Well over 1,000 families were able to restock their pantry shelves Saturday thanks to efforts by a local civic club and the Bulloch County Board of Education.

A food drop of more than 80,000 pounds of groceries lasted only a few hours but helped an amazing number families in need, said DeWayne Grice, head of the Bulloch County Volunteer Organizations Active in Disaster, or VOAD, which helped organize the event.

A $5,000 donation by the Kiwanis Club of Statesboro helped get the food from Second Harvest in Savannah, he said. Volunteers from the club, as well as VOAD and Bulloch County Schools, gathered at Julia P. Bryant Elementary School on Saturday to distribute the food.

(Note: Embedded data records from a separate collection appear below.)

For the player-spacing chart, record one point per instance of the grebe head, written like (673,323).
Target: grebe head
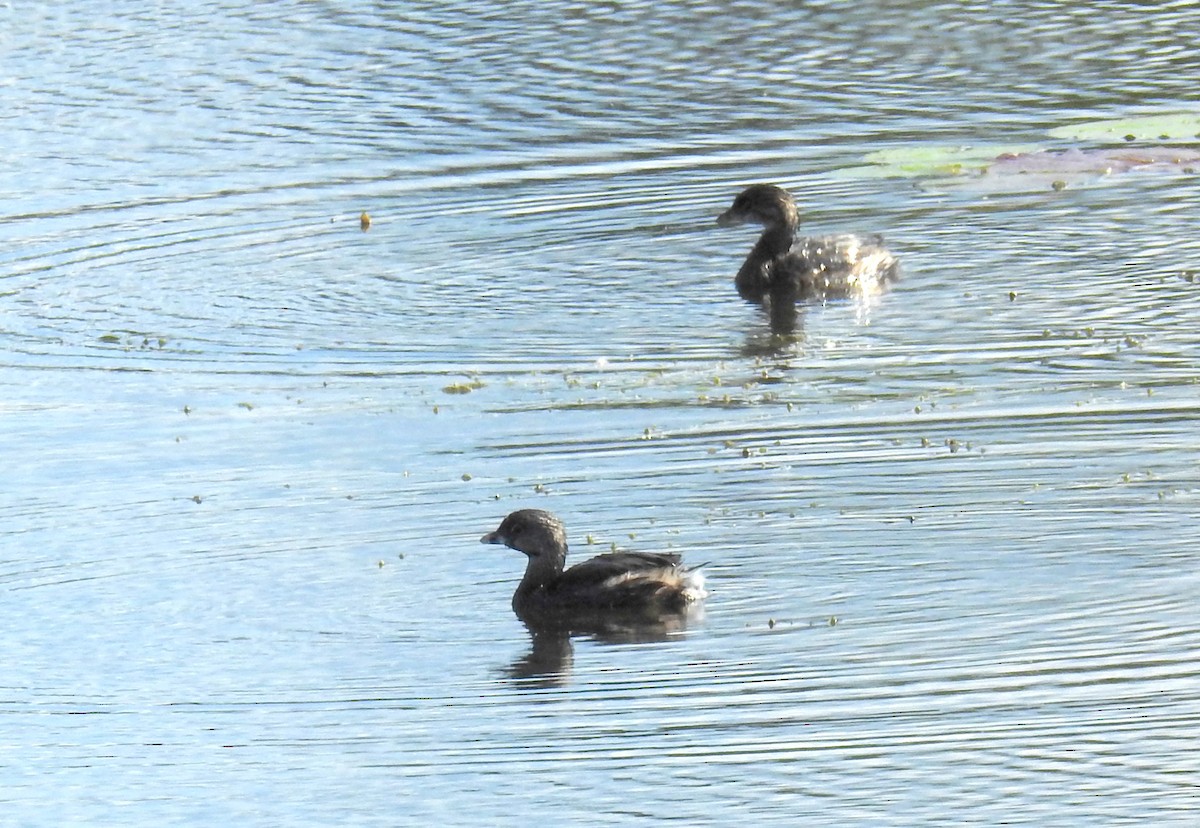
(762,204)
(534,532)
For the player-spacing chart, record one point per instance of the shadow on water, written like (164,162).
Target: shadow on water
(551,654)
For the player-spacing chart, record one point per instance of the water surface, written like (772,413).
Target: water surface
(251,448)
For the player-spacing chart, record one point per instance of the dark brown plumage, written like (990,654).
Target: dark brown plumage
(814,268)
(617,583)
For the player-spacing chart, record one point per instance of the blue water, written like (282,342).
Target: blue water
(251,448)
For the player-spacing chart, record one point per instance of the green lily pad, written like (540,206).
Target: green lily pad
(940,160)
(1182,126)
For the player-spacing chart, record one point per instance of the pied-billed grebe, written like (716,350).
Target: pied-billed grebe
(621,583)
(814,268)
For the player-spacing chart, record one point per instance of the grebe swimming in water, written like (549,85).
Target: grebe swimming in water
(804,269)
(625,585)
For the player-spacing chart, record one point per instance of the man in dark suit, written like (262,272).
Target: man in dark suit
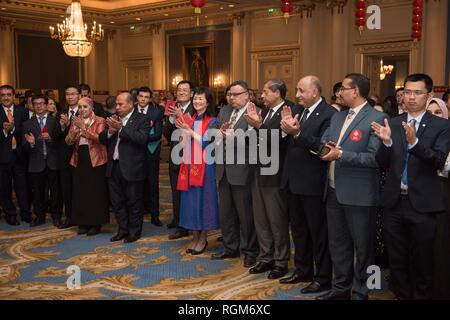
(353,189)
(41,136)
(234,179)
(269,201)
(72,96)
(304,177)
(154,119)
(184,105)
(127,137)
(415,145)
(12,158)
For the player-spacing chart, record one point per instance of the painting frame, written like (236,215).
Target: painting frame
(198,63)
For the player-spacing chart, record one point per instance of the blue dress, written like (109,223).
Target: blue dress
(199,208)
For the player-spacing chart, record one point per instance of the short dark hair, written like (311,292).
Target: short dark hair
(241,83)
(421,77)
(361,82)
(39,96)
(69,86)
(8,87)
(209,98)
(84,86)
(191,85)
(279,85)
(145,89)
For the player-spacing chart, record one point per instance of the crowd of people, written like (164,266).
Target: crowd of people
(351,176)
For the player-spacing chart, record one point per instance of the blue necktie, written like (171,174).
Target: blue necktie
(405,171)
(44,145)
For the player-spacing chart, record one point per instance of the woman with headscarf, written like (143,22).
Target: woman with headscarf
(441,275)
(90,191)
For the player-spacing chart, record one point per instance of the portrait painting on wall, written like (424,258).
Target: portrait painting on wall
(197,63)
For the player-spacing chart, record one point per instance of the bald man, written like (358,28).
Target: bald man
(127,136)
(304,177)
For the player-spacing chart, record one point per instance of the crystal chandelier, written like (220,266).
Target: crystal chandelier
(73,33)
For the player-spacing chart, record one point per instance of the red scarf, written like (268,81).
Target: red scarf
(196,173)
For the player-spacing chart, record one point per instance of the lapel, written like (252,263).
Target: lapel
(359,117)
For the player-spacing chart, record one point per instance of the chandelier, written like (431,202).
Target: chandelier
(385,69)
(73,33)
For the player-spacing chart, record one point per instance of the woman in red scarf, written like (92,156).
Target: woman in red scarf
(199,206)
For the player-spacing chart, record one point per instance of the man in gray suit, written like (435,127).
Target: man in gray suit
(353,189)
(235,199)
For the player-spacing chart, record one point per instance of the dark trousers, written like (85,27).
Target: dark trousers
(127,202)
(308,220)
(14,172)
(151,187)
(65,176)
(236,218)
(39,182)
(349,228)
(410,238)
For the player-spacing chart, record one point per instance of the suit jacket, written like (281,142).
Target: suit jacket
(97,151)
(237,174)
(132,148)
(20,115)
(357,172)
(425,158)
(37,163)
(304,173)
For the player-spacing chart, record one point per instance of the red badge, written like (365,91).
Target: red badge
(356,135)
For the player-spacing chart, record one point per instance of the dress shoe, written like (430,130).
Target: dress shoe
(261,267)
(295,278)
(155,221)
(335,295)
(12,221)
(277,272)
(178,234)
(249,261)
(118,237)
(37,222)
(130,238)
(197,252)
(225,255)
(315,287)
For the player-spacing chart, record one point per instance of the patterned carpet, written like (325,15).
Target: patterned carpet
(34,262)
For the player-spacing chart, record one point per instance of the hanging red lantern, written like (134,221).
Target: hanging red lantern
(287,8)
(360,14)
(416,33)
(198,5)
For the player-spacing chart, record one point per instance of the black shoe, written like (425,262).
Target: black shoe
(12,221)
(315,287)
(295,278)
(225,255)
(277,272)
(93,231)
(37,222)
(67,224)
(155,221)
(335,295)
(130,239)
(118,237)
(249,261)
(261,267)
(195,252)
(178,234)
(82,230)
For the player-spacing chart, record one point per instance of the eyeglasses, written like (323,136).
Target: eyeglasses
(234,95)
(408,92)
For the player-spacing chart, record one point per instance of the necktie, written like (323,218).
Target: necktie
(305,117)
(405,170)
(11,119)
(44,145)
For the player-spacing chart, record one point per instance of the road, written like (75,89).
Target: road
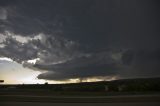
(78,104)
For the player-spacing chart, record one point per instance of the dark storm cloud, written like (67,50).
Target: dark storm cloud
(82,38)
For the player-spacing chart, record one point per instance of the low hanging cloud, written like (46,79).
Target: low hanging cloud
(3,14)
(82,39)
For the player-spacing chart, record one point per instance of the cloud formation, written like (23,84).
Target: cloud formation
(82,39)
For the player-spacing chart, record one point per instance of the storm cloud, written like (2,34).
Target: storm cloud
(66,39)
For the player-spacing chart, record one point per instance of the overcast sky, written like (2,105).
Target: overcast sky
(70,39)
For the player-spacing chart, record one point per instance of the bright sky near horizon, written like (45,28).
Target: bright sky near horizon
(62,41)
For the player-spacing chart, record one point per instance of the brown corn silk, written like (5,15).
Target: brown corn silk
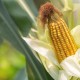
(63,42)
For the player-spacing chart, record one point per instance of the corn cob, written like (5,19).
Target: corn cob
(63,42)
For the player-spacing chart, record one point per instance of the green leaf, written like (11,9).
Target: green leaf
(10,32)
(21,75)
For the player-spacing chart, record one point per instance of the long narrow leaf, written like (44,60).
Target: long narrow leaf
(9,31)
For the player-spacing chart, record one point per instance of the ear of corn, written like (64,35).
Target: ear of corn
(63,42)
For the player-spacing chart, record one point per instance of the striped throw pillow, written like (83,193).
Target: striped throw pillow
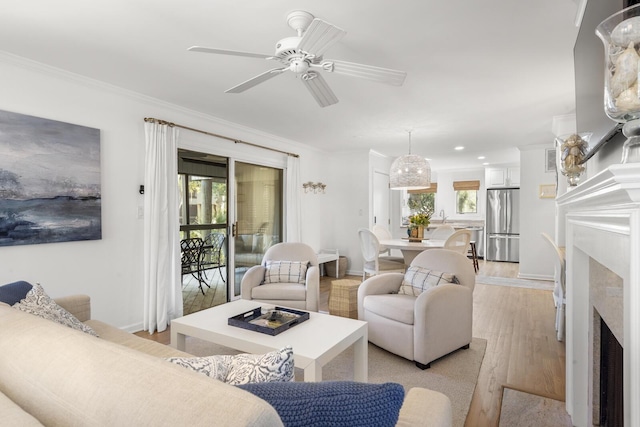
(286,272)
(418,279)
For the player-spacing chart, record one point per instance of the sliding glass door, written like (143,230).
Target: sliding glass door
(258,203)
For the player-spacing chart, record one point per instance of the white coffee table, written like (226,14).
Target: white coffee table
(315,342)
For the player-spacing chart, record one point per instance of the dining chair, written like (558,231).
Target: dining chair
(373,262)
(442,232)
(191,260)
(383,233)
(213,254)
(459,242)
(559,297)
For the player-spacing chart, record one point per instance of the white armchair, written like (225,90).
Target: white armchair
(280,288)
(426,327)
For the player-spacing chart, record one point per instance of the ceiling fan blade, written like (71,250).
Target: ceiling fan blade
(228,52)
(319,37)
(369,72)
(320,90)
(256,80)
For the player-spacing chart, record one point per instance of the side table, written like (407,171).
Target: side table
(343,298)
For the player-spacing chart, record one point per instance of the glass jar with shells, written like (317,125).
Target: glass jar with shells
(620,34)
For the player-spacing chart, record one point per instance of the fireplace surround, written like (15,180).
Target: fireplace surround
(602,235)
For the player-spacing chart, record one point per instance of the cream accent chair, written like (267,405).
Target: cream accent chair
(373,262)
(426,327)
(442,232)
(460,241)
(294,295)
(383,233)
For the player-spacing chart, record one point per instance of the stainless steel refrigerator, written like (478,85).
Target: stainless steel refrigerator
(503,224)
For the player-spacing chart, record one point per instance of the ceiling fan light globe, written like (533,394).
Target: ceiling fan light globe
(410,172)
(299,66)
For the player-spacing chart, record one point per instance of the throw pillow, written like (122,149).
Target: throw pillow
(275,366)
(285,271)
(38,303)
(418,279)
(332,403)
(12,293)
(212,366)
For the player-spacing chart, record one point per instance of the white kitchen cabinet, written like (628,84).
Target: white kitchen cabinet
(502,177)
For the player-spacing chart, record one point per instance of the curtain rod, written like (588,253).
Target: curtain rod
(237,141)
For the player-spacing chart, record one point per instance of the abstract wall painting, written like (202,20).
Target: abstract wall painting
(49,181)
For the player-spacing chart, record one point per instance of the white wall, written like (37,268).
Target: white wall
(110,270)
(446,196)
(536,215)
(349,206)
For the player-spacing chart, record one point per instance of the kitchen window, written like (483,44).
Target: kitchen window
(466,196)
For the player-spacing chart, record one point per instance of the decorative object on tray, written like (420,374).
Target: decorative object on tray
(271,322)
(573,151)
(417,223)
(620,34)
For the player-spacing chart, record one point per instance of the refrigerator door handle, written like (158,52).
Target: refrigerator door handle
(507,227)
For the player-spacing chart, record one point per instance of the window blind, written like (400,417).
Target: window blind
(466,185)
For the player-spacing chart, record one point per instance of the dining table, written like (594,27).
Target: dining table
(410,249)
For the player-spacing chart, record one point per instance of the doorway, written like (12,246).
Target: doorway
(258,211)
(236,221)
(202,180)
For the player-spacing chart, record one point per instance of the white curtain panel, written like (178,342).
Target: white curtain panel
(162,287)
(293,199)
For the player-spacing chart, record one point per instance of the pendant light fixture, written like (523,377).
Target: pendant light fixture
(410,172)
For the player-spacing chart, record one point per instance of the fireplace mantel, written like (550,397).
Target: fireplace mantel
(602,228)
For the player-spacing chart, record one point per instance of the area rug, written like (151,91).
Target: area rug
(454,375)
(521,409)
(546,285)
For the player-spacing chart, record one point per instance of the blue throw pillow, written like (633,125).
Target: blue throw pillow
(15,292)
(332,403)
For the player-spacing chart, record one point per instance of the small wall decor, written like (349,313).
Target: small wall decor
(550,156)
(547,191)
(316,187)
(49,181)
(573,151)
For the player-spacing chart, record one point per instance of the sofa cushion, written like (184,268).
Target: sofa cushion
(275,366)
(392,306)
(280,291)
(13,415)
(334,403)
(419,279)
(285,272)
(38,303)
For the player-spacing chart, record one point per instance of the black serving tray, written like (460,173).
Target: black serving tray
(273,322)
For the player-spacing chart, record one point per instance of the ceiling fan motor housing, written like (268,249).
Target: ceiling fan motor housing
(288,47)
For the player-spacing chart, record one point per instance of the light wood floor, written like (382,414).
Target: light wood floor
(522,351)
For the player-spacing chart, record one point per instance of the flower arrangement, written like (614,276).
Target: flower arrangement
(420,218)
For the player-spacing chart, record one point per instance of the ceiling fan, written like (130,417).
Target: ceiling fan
(302,55)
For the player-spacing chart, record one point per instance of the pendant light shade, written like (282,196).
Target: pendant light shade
(410,172)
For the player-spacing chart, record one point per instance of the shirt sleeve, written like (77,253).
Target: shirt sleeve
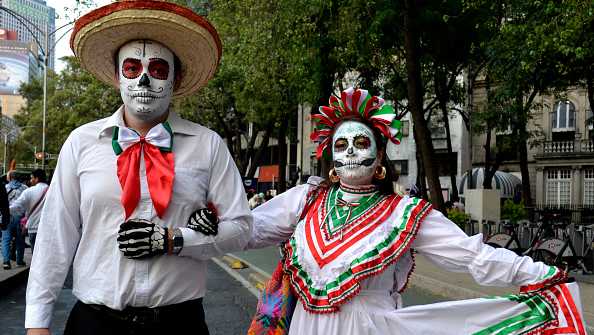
(226,193)
(21,204)
(447,246)
(57,239)
(276,219)
(4,207)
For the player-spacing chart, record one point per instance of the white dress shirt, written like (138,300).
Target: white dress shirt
(23,205)
(438,239)
(82,214)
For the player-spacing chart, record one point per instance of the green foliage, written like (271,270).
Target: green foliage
(458,217)
(75,97)
(513,212)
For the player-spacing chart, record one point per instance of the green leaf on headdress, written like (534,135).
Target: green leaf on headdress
(397,125)
(385,109)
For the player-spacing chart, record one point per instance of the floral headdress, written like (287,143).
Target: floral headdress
(358,103)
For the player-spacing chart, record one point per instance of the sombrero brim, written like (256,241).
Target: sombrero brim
(98,35)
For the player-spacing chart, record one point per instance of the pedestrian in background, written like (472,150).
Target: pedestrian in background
(5,219)
(257,200)
(13,190)
(30,203)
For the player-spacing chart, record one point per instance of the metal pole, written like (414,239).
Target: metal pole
(5,145)
(45,62)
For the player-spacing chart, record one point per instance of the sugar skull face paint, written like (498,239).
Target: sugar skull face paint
(146,74)
(354,152)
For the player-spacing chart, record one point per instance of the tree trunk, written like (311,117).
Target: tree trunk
(590,91)
(415,101)
(249,152)
(443,96)
(327,69)
(421,182)
(526,192)
(282,155)
(255,162)
(522,123)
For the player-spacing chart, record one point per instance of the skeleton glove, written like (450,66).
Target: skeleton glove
(139,238)
(204,220)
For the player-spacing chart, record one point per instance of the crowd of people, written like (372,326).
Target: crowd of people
(20,206)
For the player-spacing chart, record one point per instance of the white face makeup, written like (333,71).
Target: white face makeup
(146,78)
(354,153)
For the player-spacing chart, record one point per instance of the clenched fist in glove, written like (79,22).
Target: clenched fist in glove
(204,220)
(141,239)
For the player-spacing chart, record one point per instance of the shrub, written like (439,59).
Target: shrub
(458,217)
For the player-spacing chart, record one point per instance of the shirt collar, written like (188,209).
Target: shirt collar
(178,125)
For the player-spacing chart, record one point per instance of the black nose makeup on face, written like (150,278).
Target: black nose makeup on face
(144,80)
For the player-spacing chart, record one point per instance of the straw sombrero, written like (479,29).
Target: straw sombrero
(99,34)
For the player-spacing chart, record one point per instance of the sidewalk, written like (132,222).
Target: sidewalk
(15,276)
(459,286)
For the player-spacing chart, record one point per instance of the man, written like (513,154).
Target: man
(4,223)
(14,188)
(124,186)
(30,203)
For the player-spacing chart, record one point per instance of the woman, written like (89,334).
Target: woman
(349,239)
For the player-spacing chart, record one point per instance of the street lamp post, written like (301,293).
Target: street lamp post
(45,50)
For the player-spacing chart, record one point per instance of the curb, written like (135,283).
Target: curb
(450,291)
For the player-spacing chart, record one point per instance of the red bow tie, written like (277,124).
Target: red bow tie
(159,163)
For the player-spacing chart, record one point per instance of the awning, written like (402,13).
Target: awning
(504,182)
(268,173)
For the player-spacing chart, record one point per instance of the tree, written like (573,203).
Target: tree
(75,97)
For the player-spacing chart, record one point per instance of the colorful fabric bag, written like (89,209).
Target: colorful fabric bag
(275,306)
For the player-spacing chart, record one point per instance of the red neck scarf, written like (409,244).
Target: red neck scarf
(156,147)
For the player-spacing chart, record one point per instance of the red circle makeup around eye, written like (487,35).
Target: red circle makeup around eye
(131,68)
(159,68)
(362,142)
(340,144)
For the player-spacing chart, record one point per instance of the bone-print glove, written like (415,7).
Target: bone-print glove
(204,220)
(138,238)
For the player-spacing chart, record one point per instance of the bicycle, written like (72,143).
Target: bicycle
(554,248)
(506,238)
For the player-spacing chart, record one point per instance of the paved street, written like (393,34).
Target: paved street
(227,298)
(266,259)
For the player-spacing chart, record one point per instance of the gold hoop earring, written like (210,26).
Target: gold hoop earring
(381,174)
(333,176)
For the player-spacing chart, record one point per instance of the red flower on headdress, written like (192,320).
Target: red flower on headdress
(355,102)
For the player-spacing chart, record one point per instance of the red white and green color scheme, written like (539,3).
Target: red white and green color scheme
(360,105)
(326,267)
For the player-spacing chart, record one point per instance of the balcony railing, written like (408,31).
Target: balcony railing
(568,147)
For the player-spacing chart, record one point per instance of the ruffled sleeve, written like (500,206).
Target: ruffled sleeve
(276,219)
(447,246)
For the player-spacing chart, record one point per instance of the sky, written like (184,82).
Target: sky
(63,46)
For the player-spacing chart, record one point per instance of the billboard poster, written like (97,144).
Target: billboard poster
(14,70)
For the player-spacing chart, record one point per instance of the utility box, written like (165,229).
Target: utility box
(483,205)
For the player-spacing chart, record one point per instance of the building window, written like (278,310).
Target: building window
(589,187)
(558,187)
(401,167)
(563,116)
(405,128)
(446,164)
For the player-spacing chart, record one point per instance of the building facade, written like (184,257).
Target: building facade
(560,154)
(18,65)
(39,17)
(404,155)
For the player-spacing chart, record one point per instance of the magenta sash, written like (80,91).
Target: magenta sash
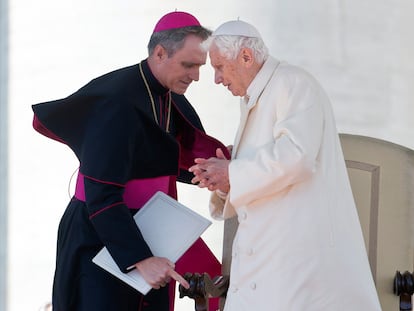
(198,258)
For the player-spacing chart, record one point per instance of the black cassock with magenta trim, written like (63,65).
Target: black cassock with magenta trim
(129,146)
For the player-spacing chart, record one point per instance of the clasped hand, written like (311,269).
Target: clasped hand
(158,272)
(212,173)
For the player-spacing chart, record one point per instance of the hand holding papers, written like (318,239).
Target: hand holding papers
(168,227)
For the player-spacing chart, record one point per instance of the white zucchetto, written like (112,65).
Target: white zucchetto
(237,28)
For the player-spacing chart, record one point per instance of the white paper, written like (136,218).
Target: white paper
(168,227)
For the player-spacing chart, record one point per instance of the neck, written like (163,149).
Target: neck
(153,66)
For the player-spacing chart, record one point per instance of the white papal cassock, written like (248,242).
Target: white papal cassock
(299,244)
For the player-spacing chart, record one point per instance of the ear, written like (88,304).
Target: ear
(160,53)
(246,57)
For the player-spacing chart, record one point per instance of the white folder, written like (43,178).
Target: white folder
(168,227)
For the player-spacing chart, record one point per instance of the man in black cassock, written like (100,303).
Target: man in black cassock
(134,133)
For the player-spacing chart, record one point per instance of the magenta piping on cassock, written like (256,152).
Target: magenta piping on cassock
(137,191)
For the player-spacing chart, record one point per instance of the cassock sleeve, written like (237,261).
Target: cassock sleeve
(292,154)
(106,162)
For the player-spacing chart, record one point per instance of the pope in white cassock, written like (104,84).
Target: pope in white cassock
(299,244)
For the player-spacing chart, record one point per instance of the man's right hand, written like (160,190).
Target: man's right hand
(158,271)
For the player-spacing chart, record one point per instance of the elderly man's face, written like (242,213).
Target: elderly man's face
(228,72)
(183,67)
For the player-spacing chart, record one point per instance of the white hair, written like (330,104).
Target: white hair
(230,46)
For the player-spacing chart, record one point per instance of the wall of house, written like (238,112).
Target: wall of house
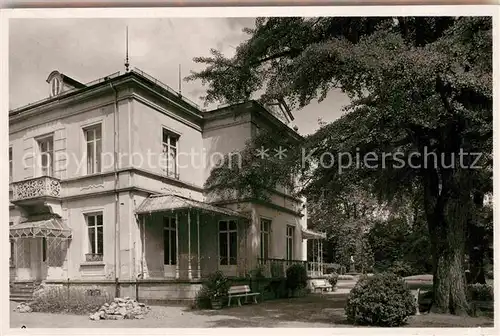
(66,125)
(147,129)
(74,212)
(222,135)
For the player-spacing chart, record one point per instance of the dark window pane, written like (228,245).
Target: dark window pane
(222,226)
(165,136)
(233,248)
(173,250)
(98,155)
(89,135)
(90,158)
(100,242)
(223,248)
(44,249)
(92,240)
(166,247)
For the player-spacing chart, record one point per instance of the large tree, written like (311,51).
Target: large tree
(421,91)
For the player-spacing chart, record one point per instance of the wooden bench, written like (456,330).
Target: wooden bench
(321,284)
(238,292)
(481,305)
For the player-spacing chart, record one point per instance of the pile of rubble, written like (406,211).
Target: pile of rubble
(23,308)
(119,309)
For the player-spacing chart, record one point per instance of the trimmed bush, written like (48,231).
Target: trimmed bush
(380,300)
(202,299)
(480,292)
(59,300)
(215,287)
(333,279)
(296,277)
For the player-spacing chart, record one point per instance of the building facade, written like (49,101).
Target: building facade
(107,190)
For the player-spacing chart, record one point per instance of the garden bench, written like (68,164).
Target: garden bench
(482,305)
(321,284)
(238,292)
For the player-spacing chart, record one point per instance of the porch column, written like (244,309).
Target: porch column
(177,244)
(190,275)
(198,233)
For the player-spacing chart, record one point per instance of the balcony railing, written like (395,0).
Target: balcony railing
(44,186)
(276,268)
(90,257)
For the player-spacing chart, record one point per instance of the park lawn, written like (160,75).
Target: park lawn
(311,311)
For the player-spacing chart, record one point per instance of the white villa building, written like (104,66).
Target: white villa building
(88,209)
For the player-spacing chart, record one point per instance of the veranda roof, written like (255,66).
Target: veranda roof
(159,203)
(310,234)
(48,227)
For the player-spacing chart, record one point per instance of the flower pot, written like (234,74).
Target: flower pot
(216,303)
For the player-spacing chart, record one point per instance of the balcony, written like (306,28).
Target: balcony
(276,268)
(36,188)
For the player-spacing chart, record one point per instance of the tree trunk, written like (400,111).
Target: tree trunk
(448,247)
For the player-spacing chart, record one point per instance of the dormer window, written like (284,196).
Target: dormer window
(58,83)
(55,86)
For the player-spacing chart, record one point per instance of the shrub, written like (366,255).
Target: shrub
(480,292)
(61,300)
(257,273)
(202,299)
(296,277)
(401,268)
(381,300)
(215,287)
(333,279)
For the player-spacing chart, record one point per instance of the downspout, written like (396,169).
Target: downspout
(115,170)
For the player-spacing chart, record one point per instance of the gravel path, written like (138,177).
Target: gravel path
(158,317)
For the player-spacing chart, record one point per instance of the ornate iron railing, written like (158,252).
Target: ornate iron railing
(276,268)
(44,186)
(93,257)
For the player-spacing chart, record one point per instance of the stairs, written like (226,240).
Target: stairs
(22,291)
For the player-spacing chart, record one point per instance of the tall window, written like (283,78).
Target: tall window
(290,233)
(10,164)
(93,140)
(95,234)
(170,146)
(12,247)
(169,241)
(265,229)
(46,150)
(228,242)
(44,249)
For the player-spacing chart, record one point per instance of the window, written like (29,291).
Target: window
(44,249)
(169,147)
(10,164)
(169,241)
(265,230)
(290,233)
(46,150)
(95,234)
(12,248)
(228,242)
(93,140)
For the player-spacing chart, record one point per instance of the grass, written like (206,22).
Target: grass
(76,301)
(325,310)
(315,310)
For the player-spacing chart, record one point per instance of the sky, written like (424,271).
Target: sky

The concern over a two-week gap between the BOE’s Feed-a-Kid summer meal program and the start of school, where kids get breakfast and lunch, was the focus of the food drop, said Statesboro Kiwanis Club President Chris Caplinger.

The event “went well, and seemed to move very quickly,” he said.

Kiwanis addresses the needs and concerns of children, and club members reached out to the BOE and VOAD to find a way to make sure children and their families did not go hungry, he said.

Bulloch County BOE member Mike Sparks was one of the volunteers who spent the morning handing out several days’ worth of food to families who attended the food drop.

The event was “well organized, and there were plenty of volunteers,” he said.

“Everybody was concerned” about the two weeks when kids in need would not get school-provided meals, he said.

“The turnout was awesome,” Grice said. “We had some extra pallets of food, so we were able to help more than the 1,000 families we expected.”

The BOE summer meal program ended July 31. School is slated to start Aug. 17.

Plans to provide meals for students who take virtual classes are being discussed, Grice said.